The Irving, Texas-based company reported third-quarter revenues of $66.165 billion, up from $58.677 billion in the similar quarter of fiscal 2016. Analysts’ had expected Exxon to report revenues of $63.39 billion.
For the July-September quarter 2017, Exxon posted net income of $3.970 billion, an increase from $2.650 billion the same period last year. On a per share basis, Q3 2017 earnings increased to $0.93, from $0.63 in the year-ago period, and surpassed analysts’ estimates of $0.86 per share. But for the $0.04 per share charge taken for the negative impact of hurricanes Harvey and Irma, the Q3 net income would have been much higher. Exxon closed its Baytown and Beaumont refineries in Texas when the hurricanes hit the US.
Segment wise, the upstream sector, which involves exploration and production of oil and gas, recorded earnings of $1.60 billion, an increase of $947 million from the prior-year period. The production in the upstream sector also increased 2% from last year to 3.9 million barrels per day.
The downstream sector, which is involved in the refining of crude oil, reported a $303 million y-o-y increase in net profits to $1.50 billion. The high price of commodities boosted the downstream division’s profits. Hurt by weak profit margins, the company’s chemicals business posted a $79 million year-over- year decline in profits to $1.10 billion. Notably, all the business segments reported more than $1 billion in profits in the third-quarter.
During the quarter, Exxon made its fifth oil and gas discovery in Guyana, while capturing 12 high-potential offshore blocks in Brazil. Cash flow from operations increased 41% to $7.5 billion.

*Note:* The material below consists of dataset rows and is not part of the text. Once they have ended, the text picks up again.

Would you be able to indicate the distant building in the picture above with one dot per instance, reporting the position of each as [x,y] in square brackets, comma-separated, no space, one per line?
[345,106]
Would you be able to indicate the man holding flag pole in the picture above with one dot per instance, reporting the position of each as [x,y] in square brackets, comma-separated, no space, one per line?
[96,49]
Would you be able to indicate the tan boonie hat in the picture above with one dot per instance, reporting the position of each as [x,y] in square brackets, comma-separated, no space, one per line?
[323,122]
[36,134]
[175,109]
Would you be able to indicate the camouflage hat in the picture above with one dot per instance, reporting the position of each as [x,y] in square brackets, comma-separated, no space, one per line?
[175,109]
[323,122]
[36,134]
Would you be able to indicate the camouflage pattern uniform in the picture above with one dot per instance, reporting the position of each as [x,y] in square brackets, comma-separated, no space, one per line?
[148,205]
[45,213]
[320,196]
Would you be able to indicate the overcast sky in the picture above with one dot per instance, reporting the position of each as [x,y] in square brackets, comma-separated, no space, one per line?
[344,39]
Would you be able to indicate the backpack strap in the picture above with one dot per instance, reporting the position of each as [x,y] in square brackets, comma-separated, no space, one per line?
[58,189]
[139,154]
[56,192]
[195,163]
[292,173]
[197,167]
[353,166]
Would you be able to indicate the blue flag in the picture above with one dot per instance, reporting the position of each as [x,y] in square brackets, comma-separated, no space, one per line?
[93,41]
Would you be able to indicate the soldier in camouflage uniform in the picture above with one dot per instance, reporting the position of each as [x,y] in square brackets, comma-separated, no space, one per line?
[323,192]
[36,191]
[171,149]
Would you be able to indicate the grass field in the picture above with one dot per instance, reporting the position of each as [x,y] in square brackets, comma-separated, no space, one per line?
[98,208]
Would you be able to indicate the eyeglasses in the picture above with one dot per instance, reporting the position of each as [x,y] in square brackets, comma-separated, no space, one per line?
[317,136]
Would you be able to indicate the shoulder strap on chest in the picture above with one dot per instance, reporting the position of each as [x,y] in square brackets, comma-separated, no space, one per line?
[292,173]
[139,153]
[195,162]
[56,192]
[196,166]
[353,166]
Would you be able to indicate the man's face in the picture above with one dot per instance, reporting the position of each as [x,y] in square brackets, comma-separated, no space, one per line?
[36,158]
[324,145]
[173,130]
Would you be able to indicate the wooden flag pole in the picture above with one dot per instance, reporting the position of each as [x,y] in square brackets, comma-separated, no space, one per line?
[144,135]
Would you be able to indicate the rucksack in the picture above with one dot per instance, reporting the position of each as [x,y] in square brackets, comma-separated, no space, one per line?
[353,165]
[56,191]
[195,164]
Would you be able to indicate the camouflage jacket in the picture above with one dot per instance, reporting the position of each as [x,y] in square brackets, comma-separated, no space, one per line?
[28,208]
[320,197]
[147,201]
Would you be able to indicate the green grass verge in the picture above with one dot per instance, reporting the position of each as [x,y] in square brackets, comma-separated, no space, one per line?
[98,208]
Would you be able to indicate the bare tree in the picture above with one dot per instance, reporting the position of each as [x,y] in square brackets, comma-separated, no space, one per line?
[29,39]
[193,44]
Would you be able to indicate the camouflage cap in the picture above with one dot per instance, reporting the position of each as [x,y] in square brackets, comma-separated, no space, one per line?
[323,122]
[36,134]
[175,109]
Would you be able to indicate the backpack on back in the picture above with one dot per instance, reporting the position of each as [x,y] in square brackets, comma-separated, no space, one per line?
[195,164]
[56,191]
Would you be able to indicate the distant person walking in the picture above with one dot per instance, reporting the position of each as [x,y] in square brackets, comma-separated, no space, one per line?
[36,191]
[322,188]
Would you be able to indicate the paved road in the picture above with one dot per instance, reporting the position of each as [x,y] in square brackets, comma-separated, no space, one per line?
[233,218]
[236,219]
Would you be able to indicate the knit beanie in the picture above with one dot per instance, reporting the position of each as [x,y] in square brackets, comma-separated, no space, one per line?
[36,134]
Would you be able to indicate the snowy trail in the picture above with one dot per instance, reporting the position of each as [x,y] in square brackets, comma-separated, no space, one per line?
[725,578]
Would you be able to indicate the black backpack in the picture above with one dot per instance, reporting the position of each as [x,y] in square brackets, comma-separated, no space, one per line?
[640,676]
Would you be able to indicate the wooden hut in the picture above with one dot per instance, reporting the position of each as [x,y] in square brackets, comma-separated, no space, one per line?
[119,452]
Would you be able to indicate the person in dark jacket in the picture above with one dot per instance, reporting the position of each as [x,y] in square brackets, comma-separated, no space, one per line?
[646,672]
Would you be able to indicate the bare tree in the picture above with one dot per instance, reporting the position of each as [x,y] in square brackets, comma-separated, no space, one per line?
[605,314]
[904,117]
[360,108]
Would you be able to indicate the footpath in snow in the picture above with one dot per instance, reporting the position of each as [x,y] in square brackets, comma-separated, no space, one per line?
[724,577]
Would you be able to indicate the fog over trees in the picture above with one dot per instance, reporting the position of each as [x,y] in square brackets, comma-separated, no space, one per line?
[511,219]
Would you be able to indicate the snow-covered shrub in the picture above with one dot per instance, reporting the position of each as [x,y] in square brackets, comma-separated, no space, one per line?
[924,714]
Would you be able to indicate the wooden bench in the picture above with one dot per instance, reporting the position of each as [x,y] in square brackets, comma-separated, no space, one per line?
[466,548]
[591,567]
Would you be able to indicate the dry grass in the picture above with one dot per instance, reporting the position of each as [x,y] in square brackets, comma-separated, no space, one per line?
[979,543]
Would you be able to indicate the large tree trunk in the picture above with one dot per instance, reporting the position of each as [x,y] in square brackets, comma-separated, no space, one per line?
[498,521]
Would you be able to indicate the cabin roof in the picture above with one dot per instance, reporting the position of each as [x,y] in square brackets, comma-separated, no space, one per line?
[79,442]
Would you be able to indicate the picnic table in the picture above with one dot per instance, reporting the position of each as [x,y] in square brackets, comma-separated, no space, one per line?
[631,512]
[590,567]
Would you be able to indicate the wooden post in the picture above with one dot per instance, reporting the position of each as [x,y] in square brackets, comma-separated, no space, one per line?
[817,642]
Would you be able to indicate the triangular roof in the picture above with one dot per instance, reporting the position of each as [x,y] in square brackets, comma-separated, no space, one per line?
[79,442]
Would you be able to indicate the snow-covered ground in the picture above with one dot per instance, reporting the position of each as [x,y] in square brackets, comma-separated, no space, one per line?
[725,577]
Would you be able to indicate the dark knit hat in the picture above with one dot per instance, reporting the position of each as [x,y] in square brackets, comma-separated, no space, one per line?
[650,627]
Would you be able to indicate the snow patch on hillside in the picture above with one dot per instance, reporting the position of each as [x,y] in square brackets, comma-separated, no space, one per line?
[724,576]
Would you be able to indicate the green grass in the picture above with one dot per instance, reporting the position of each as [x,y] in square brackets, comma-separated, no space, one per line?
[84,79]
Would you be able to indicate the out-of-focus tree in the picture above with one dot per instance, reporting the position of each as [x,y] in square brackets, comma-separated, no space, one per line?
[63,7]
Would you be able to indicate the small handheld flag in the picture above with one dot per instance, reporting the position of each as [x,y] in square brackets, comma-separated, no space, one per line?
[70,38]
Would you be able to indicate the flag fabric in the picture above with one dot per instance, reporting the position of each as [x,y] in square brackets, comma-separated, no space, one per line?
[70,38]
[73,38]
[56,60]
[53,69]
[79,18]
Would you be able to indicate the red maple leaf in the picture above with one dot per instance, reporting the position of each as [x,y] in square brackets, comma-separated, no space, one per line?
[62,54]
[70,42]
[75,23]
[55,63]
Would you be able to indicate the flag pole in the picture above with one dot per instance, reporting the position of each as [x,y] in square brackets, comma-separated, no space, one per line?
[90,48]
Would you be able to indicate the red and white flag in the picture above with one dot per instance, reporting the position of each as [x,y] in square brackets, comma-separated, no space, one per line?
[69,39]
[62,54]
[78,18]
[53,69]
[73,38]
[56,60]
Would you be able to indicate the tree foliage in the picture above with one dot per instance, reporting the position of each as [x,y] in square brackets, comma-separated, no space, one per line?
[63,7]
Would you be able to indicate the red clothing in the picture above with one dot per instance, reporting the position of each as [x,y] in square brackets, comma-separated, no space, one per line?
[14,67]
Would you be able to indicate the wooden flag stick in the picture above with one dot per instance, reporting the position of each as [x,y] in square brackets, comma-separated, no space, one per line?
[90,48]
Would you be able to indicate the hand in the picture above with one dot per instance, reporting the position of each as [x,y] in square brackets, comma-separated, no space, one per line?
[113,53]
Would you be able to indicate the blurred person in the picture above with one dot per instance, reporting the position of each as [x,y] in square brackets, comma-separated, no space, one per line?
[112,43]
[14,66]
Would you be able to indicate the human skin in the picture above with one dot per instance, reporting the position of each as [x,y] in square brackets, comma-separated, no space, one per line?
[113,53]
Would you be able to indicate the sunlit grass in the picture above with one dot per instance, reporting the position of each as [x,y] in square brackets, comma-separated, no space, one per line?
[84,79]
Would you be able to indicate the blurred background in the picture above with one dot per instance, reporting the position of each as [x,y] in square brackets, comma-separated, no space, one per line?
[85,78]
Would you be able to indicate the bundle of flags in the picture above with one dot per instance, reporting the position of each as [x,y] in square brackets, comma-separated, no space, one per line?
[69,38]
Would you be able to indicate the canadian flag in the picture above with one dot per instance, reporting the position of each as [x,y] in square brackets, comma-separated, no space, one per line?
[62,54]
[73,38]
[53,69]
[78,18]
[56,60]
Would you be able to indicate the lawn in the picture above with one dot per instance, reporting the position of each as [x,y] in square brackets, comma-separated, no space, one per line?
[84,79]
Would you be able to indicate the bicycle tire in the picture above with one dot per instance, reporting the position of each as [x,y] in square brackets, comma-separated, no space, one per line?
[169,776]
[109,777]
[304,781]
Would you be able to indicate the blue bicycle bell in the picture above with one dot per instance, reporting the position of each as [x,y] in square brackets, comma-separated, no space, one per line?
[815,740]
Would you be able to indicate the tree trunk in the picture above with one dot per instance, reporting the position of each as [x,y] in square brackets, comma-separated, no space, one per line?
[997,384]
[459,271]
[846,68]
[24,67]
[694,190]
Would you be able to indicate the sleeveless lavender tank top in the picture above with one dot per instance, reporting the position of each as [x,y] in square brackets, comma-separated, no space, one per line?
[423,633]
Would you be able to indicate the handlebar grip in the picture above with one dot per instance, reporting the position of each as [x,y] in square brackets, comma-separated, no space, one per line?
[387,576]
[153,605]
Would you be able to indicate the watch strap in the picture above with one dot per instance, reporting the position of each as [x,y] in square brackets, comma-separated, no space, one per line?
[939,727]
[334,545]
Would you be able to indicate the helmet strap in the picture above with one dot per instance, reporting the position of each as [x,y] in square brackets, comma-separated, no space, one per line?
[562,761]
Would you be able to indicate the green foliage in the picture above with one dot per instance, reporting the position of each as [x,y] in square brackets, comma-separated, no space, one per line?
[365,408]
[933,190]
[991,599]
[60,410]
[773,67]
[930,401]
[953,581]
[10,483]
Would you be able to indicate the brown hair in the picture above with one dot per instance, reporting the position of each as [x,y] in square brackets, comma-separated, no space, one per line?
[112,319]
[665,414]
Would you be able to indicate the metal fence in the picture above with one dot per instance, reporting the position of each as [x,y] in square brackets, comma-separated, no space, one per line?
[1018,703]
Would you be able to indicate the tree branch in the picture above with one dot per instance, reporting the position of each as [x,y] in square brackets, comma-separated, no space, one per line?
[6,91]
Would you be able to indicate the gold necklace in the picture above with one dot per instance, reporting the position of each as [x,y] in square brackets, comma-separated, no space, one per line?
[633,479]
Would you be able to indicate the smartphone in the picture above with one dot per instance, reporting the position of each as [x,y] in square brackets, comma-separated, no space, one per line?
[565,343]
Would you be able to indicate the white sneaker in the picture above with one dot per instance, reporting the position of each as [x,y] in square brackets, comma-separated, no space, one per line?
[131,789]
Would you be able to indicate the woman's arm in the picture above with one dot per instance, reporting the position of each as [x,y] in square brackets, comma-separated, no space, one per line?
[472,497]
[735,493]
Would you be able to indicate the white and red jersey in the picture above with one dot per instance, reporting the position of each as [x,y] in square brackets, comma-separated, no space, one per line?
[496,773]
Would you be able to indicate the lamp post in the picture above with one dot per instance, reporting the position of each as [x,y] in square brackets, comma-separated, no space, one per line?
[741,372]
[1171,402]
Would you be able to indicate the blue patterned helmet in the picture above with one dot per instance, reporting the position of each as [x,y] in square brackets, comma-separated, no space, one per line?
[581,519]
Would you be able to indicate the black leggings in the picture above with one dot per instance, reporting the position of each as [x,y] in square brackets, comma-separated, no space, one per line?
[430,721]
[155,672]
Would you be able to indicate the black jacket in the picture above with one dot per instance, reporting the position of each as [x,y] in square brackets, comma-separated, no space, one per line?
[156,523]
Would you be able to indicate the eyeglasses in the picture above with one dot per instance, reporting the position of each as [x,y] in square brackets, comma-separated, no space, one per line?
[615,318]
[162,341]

As far as strategic investment plans are concerned, the company is preparing to acquire a chemical plant in Singapore and drilling rights in the Permian Basin of Texas and New Mexico. That would increase Exxon’s current resource base of 6 billion barrels of oil equivalent by another 400 million boe.
Technically, the rising accumulation indicator underlines the bullishness in the scrip. Further, the money flow index is moving above the reading of 50. That indicates the possibility of a continuation of the current uptrend. Thus, it would be wise to hold a long position in the stock of Exxon.
Alternatively, instead of purchasing the stock in the cash market, we may opt for an investment in a call option offered by a binary broker. The option should remain active until November 23. Further, we will enter only if the stock trades near $82 in the equity market.